William Borden was heir to the Borden dairy fortune, but he abandoned immeasurable wealth to serve God as a foreign missionary. Tragically, he contracted meningitis before reaching his destination and died. Among his possessions was found this scribbled note, summarizing his life's passion: No reserve, no retreat, no regrets. His story and motto captured the heart of a generation, and galvanized thousands for mission service.
How can our faith be as bold and joyous as his? How can we serve Jesus with such passion today? "Spiritual gifts" are a crucial, often neglected part of the answer.
God's supreme gift to his people is himself. He gave his Son for us, sending him to die in our place so our sins could be forgiven (Jn 3:16). He has made us his children by grace through faith (Eph 2:8-9), giving us new life in his Spirit (Ro 8:9).
Now his Spirit lives in us (1 Cor 3:16), and wants to use us to lead others to follow Jesus. He has given us "spiritual gifts" as a means to this end. Spiritual gifts are to the church what organs and limbs are to the human body. When we learn about spiritual gifts, we discover the anatomy of the church, the body of Christ.
Our gifts are God's equipment, provided to help us grow in our faith. When we identify our God-given gifts and abilities, we know better how to serve our Father. We are empowered by God's Spirit to accomplish God's will for our lives. We live and share the Christian faith with joy. And at the end of our work on earth we can say, No reserve, no retreat, no regrets.
Who has spiritual gifts?
Every believer has at least one spiritual gift (1 Cor 12:7, 11; Eph 4:7), given at his or her salvation. No believer has every spiritual gift (1 Cor 12:12, 27, 29-30). Our gifts differ from each other (Ro 12:3-6a). We receive our gifts according to God's will, not our own desire or experience (1 Cor 12:11; Eph 4:7-8).
What are the "spiritual gifts"?
The New Testament includes three lists of spiritual gifts.
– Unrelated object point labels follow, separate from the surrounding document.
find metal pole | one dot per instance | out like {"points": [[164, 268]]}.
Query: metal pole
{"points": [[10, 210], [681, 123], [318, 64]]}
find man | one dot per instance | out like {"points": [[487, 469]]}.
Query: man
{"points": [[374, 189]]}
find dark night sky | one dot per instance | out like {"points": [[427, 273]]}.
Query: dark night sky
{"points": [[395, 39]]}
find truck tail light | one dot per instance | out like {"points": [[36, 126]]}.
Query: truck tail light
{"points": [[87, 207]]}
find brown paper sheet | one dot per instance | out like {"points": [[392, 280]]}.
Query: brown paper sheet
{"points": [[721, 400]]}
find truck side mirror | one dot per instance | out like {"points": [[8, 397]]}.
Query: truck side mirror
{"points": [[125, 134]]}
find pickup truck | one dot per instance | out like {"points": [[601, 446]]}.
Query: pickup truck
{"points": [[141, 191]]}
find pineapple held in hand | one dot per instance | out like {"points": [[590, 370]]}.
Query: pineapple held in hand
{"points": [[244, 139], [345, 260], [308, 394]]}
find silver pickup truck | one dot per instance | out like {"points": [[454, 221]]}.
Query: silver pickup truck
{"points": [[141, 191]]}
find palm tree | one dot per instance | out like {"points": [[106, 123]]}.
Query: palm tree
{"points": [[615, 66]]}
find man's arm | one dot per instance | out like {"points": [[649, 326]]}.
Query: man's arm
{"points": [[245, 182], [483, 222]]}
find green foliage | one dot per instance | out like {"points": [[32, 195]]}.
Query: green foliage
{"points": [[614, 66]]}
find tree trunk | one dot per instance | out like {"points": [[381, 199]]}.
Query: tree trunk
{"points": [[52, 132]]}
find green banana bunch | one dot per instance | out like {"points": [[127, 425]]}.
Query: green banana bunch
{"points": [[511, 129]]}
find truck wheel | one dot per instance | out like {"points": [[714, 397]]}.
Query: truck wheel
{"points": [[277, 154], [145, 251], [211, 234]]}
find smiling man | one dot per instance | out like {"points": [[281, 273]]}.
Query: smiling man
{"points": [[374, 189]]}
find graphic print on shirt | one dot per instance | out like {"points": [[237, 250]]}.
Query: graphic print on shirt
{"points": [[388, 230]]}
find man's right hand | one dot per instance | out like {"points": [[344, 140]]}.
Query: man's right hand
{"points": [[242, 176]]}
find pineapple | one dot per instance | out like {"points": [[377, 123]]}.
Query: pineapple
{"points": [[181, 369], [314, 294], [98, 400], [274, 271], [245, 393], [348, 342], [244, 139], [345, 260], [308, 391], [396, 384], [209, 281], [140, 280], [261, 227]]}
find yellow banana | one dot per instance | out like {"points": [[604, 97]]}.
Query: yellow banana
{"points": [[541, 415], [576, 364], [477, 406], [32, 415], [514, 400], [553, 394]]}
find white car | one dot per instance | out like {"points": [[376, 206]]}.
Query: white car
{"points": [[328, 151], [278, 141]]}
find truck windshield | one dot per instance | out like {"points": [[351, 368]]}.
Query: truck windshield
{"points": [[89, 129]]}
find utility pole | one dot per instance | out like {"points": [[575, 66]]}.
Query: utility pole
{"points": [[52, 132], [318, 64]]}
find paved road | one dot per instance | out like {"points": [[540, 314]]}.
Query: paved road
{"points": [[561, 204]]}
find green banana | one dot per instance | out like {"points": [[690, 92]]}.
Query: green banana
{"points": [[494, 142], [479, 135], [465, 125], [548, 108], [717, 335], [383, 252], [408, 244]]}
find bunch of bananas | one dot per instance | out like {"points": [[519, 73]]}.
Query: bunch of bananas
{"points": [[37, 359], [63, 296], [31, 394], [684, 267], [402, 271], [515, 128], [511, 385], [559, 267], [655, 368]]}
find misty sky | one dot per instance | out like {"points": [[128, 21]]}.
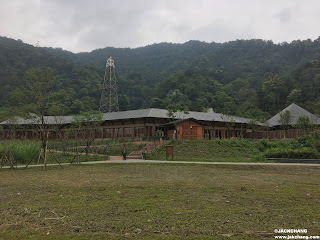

In Romans 12:3-8 we encounter seven gifts: "prophecy," serving, teaching, encouraging, "contributing to the needs of others," leadership, and mercy.
In 1 Corinthians 12:7-11 we find nine gifts: wisdom, knowledge, faith, healing, miraculous powers, prophecy, "distinguishing between spirits," "speaking in different kinds of tongues," and "the interpretation of tongues."
And in Ephesians 4:11 we discover four gifts: apostles, prophets, evangelists, and pastor/teachers (some interpreters see pastor and teacher as two separate gifts, though the Greek syntax seems to indicate that they are one function).
Combining the various lists, we discover these gifts:
- administration: organizing people and ministries effectively
- apostleship: adapting to a different culture to share the gospel or do ministry
- discernment: distinguishing spiritual truth from error or heresy
- evangelism: sharing the gospel effectively and passionately
- exhortation: encouraging others as they follow Jesus
- faith: seeing God's plan and following it with passion
- giving: investing with unusual sacrifice and joy in God's Kingdom
- healing: being used by God to bring physical health in supernatural ways
- intercession: praying with unusual passion and effectiveness
- interpretation of "tongues": being used by God to explain to others the message given by the Spirit through "tongues" (see below)
- knowledge: discerning and sharing the deep truths of God's word and will
- leadership: motivating and inspiring others to serve Jesus fully
- mercy: showing God's grace to hurting people with unusual passion
- miracles: being used by God in ministry which transcends natural explanation
- prophecy: preaching the word of God with personal passion and effectiveness
- serving: meeting practical needs with unusual sacrifice and joy
- shepherding: helping others grow spiritually
- speaking in "tongues": using a God-given spiritual language in prayer and worship
- teaching: explaining God's word and truth with unusual effectiveness
- wisdom: relating biblical truth to practical life with great effectiveness.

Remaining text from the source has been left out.